• If the real function $f$ is defined in the point $x_0$ and on some interval left from this and if the left-hand one-sided limit $\lim_{h\to 0-}\frac{f(x_0+h)-f(x_0)}{h}$ exists, then this limit is defined to be the left-sided derivative of $f$ in $x_0$ .
• If the real function $f$ is defined in the point $x_0$ and on some interval right from this and if the right-hand one-sided limit $\lim_{h\to 0+} \frac{f(x_0+h)-f(x_0)}{h}$ exists, then this limit is defined to be the right-sided derivative of $f$ in $x_0$ .

It's apparent that if $f$ has both the left-sided and the right-sided derivative in the point $x_0$ and these are equal, then $f$ is differentiable in $x_0$ and $f'(x_0)$ equals to these one-sided derivatives.
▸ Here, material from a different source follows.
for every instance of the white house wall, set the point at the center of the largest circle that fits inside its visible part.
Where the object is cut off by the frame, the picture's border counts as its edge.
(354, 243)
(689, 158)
Also inversely.

Example. The real function $x \mapsto x\sqrt{x}$ is defined for $x \geqq 0$ and differentiable for $x > 0$ with $f'(x) \equiv \frac{3}{2}\sqrt{x}$ . The function also has the right derivative in $0$ : $$\lim_{h \to 0+}\frac{h\sqrt{h}- 0\sqrt{0}}{h} = \lim_{h \to 0+}\sqrt{h} = 0$$

Remark. For a function $f\!: [a,\,b] \to \mathbb{R}$ , to have a right-sided derivative at $x = a$ with value $d$ , is equivalent to saying that there is an extension $g$ of $f$ to some open interval containing $[a,\,b]$ and satisfying $g'(a) = d$ . Similarly for left-sided derivatives.